Shuck and Jive


Wednesday, September 24, 2008

Earth as Sacred Community


We are reading Thomas Berry's Evening Thoughts: Earth As Sacred Community during our Thursdays with Jesus study group. If you are near our sacred mountain, join us every Thursday from 10:30 until noon.






This is an insightful book. His ideas resonate with me. Evening Thoughts is a collection of essays regarding Earth and the place of the human. "The Place of the Human" is the title of the essay we will discuss tomorrow. He begins:




How and why did our present devastation of the Earth happen? How did Western civilization, deriving as it does from a biblical Christian humanist matrix, provide the basis for the aggressive commercial industrial culture that grew from it? How has industrial culture led to the catastrophic processes we witness at the present time? We might consider these questions in terms of the six transcendences that have made us vulnerable to such forms of development over the centuries.
He goes on to describe the six transcendences. I will offer each with a brief description.
  1. a transcendent, personal, monotheistic, creative deity. A transcendent patriarchal deity outside of the phenomenal world has served to "desacralize the phenomenal world." Berry suggests that "the first commandment might read: 'Thou shalt not have an Earth Mother.'" We treat the phenomenal world with less reverence than those cultures in which there is a "sacred dimension to trees, to rivers, and to the whole of creation."
  2. the spiritual nature of the human. We do not form a single society with this world. We do not belong to this world and are detached from it. The material world loses its sacred dimension.
  3. the primacy of our belief in redemption. We are not for this world but belong to some transcendent world. We need redemption from the material world itself.
  4. the transcendence of mind. This is the result of Descarte's separating the mind from the material world. Until Descartes, each living being was an ensouled being. After Descartes, each living being is a mechanism.
  5. our transcendent technology. With technology, humans are able to transcend their natural limits. "We can preserve life. We can delay death. We can extinguish other life forms."
  6. a transcendent historical destiny for humans. Our destiny is in some other world. This is so much the case that "religious believers in our society have shown little concern for the integrity and survival of this world. Only such disdain for this world could have so diminished our concern for what is happening here that we would accept the extinguishing of living forms on such a scale that it could only be equaled by the extinction at the end of the Mesozoic period some 65 million years ago."
He goes on to say that "the controlling force of modern civilization that has brought us to where we are is the complex of industrial corporations that developed throughout Western civilization in the twentieth century. "

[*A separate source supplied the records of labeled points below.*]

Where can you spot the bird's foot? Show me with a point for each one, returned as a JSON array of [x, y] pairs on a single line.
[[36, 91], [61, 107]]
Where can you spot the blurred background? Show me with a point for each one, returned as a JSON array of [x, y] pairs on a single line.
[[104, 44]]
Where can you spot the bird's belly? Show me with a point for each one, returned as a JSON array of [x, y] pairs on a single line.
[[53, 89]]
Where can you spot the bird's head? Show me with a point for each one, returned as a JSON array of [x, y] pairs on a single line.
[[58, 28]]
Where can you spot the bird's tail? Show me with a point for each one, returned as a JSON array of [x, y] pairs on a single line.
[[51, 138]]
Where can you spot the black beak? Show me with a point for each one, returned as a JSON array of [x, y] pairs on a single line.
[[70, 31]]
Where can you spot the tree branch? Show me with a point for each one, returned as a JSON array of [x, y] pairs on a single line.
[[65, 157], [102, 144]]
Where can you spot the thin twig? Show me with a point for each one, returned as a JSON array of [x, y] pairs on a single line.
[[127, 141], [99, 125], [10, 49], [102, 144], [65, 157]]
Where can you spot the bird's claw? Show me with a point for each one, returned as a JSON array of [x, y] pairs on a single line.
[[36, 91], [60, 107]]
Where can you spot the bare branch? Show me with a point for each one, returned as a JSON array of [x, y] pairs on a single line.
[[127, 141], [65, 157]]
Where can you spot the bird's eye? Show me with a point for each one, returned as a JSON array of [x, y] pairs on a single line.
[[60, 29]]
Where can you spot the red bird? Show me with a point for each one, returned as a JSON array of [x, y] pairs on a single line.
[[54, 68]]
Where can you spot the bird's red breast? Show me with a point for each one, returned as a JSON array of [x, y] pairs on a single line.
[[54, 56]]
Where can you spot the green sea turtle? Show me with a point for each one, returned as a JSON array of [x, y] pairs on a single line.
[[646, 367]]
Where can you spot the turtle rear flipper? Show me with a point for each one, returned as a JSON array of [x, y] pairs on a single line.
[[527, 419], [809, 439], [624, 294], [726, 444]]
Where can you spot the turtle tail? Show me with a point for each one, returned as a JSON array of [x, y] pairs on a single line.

Berry says we need a realistic evaluation of the vision of the industrial world and an alternative vision. We cannot sustain this way of life. But we cannot seem to give it up.

The industrial world has a dark side that its creators did not foresee. But we see it. We cannot maintain it financially. Earth does not have the petrochemical resources to sustain it.


He writes: "All the oil in Alaska will not keep the United States going for more than a few years."


So how do we envision our future?

The natural world itself is the primary economic reality, the primary educator, the primary governance, the primary healer, the primary presence of the sacred, the primary moral value.
He concludes this essay with the preamble of the Earth Charter:
Humanity is part of a vast evolving universe. Earth, our home, is alive with a unique community of life. The forces of nature make existence a demanding and uncertain adventure, but Earth has provided the conditions essential to life's evolution.
According to the charter: "The protection of Earth's vitality, diversity, and beauty is a sacred trust."

That sacred trust says Berry is

"the counterpoint to the particular transcendences outlined in this chapter. With the emergence of this alternative biocracy, the conditions for the sustainability of life systems can be established."
It is pleasing to read someone who resonates with your way of thinking. What he says so eloquently is what I have been trying to say. Our religion, our education, our governance, our meaning and purpose must be connected with Earth and our future. Earth is our home. Earth is sacred.